If you are P Res, again, inform your C of C, then visit the Reserve Foreign Training web page to see if you fit the bill for such a program.


----------



## kolkol (27 Jun 2011)

Haggis said:
			
		

> If you are Reg F, inform your C of C and have a chat with your career manager letting him/her know that you are interested in such an opportunity.
> 
> If you are P Res, again, inform your C of C, then visit the Reserve Foreign Training web page to see if you fit the bill for such a program.



Any similar website for RegF?? 
I appreciate all your responses thus far


----------



## aesop081 (27 Jun 2011)

kolkol said:
			
		

> Any similar website for RegF??



No as there is no such program for the regular force.
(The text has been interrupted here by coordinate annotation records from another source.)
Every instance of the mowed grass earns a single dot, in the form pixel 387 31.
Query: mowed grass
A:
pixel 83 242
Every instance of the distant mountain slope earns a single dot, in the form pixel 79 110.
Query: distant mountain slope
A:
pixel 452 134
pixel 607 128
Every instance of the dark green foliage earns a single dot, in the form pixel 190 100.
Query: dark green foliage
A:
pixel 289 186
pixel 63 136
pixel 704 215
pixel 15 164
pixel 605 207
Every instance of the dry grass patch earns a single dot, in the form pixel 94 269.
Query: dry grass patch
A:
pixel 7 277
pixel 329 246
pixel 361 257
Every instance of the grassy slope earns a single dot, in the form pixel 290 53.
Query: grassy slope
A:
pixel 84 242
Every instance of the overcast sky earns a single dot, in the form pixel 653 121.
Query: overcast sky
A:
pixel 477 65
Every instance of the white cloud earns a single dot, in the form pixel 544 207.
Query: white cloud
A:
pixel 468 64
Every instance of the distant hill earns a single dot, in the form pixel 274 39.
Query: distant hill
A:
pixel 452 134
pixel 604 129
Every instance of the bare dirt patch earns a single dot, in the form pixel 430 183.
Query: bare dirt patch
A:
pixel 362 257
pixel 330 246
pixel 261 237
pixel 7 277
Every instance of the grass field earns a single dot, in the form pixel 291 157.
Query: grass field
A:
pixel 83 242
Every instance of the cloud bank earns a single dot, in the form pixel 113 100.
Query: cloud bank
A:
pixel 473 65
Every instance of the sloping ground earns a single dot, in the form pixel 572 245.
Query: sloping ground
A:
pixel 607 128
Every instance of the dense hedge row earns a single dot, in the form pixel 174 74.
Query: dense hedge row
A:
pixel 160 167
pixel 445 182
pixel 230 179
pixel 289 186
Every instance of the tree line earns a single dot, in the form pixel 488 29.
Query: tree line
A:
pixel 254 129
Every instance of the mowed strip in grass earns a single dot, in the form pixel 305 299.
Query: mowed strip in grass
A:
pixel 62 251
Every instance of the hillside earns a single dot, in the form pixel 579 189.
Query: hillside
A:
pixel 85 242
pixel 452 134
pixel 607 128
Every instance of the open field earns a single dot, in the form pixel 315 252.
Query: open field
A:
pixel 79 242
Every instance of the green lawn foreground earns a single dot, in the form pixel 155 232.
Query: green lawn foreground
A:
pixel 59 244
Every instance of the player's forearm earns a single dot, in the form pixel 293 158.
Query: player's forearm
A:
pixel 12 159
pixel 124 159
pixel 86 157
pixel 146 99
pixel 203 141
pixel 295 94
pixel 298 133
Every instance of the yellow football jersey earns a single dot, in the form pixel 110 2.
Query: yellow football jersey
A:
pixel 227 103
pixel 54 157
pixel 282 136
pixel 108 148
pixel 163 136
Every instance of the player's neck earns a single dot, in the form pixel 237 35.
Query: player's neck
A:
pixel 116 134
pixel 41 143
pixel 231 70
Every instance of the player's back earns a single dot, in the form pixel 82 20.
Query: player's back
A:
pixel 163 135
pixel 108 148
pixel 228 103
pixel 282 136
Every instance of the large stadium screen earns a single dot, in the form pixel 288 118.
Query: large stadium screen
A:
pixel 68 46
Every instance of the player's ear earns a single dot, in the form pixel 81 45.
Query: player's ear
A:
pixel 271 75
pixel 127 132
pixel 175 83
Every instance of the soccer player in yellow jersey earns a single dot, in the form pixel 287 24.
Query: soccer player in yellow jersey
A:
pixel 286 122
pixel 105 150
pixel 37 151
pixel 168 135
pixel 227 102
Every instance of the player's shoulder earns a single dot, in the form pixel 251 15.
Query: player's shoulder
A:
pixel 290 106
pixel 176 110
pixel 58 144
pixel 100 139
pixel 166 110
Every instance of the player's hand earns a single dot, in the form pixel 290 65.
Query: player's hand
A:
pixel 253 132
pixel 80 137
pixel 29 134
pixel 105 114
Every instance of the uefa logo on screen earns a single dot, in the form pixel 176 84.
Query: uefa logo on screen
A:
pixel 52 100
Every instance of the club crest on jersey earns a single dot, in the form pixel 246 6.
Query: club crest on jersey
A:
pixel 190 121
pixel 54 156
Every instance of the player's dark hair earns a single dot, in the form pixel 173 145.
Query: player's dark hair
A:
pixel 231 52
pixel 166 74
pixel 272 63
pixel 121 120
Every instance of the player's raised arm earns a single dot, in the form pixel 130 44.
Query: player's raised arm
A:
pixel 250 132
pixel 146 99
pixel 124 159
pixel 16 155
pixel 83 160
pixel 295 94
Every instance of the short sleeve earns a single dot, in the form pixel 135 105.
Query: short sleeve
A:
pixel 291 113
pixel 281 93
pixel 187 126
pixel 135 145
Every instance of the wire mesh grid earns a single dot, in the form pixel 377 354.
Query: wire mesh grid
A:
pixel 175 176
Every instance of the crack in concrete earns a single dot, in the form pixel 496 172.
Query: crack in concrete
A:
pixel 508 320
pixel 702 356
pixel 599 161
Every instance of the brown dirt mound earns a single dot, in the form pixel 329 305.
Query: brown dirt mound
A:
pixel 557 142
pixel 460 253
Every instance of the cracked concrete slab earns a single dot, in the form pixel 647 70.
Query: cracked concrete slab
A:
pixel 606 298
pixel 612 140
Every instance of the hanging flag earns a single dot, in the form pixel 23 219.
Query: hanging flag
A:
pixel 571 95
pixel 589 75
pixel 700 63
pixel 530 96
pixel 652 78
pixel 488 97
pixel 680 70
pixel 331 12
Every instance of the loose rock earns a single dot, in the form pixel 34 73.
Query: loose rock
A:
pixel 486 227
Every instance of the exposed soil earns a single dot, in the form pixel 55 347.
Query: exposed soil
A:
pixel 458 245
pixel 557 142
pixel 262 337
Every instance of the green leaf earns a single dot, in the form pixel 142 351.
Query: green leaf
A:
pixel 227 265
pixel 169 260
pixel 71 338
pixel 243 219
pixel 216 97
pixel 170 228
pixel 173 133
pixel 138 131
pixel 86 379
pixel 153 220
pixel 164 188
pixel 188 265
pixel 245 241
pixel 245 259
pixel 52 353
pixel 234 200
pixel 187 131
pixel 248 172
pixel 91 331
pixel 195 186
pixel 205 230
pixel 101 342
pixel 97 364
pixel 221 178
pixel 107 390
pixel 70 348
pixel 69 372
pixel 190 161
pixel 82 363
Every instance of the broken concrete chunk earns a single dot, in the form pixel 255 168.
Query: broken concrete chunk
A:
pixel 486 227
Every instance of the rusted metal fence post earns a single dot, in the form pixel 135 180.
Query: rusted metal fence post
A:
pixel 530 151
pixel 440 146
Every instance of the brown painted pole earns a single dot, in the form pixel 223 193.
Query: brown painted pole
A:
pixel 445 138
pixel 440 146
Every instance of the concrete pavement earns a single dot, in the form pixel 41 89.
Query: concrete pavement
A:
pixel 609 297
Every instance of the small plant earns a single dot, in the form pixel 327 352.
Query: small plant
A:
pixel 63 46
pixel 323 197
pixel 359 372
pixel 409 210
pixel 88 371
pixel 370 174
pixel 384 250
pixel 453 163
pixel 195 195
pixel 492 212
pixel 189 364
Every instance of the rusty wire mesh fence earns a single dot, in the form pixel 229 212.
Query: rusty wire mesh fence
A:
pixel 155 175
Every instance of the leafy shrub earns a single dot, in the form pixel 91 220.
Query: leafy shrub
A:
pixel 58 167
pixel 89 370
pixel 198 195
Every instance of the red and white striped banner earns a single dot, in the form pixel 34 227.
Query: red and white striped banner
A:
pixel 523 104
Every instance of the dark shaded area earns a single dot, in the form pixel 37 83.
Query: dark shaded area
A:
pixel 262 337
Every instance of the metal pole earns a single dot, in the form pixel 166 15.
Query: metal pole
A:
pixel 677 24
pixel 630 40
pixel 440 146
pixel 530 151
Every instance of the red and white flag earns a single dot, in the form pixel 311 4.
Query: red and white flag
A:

We dont find ourselves teporaily in another country for other than service reasons. If you are a RegF member, the positions available to your MOS can be viewed on the "My career" page of EMAA.


----------



## Halifax Tar (28 Jun 2011)

FSTO said:
			
		

> Mention to them the "Regulus Program" , depending on your rank and trade you may get a more favourable response.



I did a search for this on the DIN and turned up a pretty good PPT. Wow the Navy is really looking into exchanges eh ? Its too bad they dont have any for a Sup Tech  I would love to go to NZ for the RWC this fall hehehehe


----------



## jollyjacktar (28 Jun 2011)

I did see a Kiwi Killick at the DC School on exchange many years ago.  We also had a cook from the Tanker go down there for 6 months too.  Both were telling me they loved the experience.  Would give my right arm for a go like that.


----------



## old fart (28 Jun 2011)

Haggis said:
			
		

> If you are Reg F, inform your C of C and have a chat with your career manager letting him/her know that you are interested in such an opportunity.
> 
> If you are P Res, again, inform your C of C, then visit the Reserve Foreign Training web page to see if you fit the bill for such a program.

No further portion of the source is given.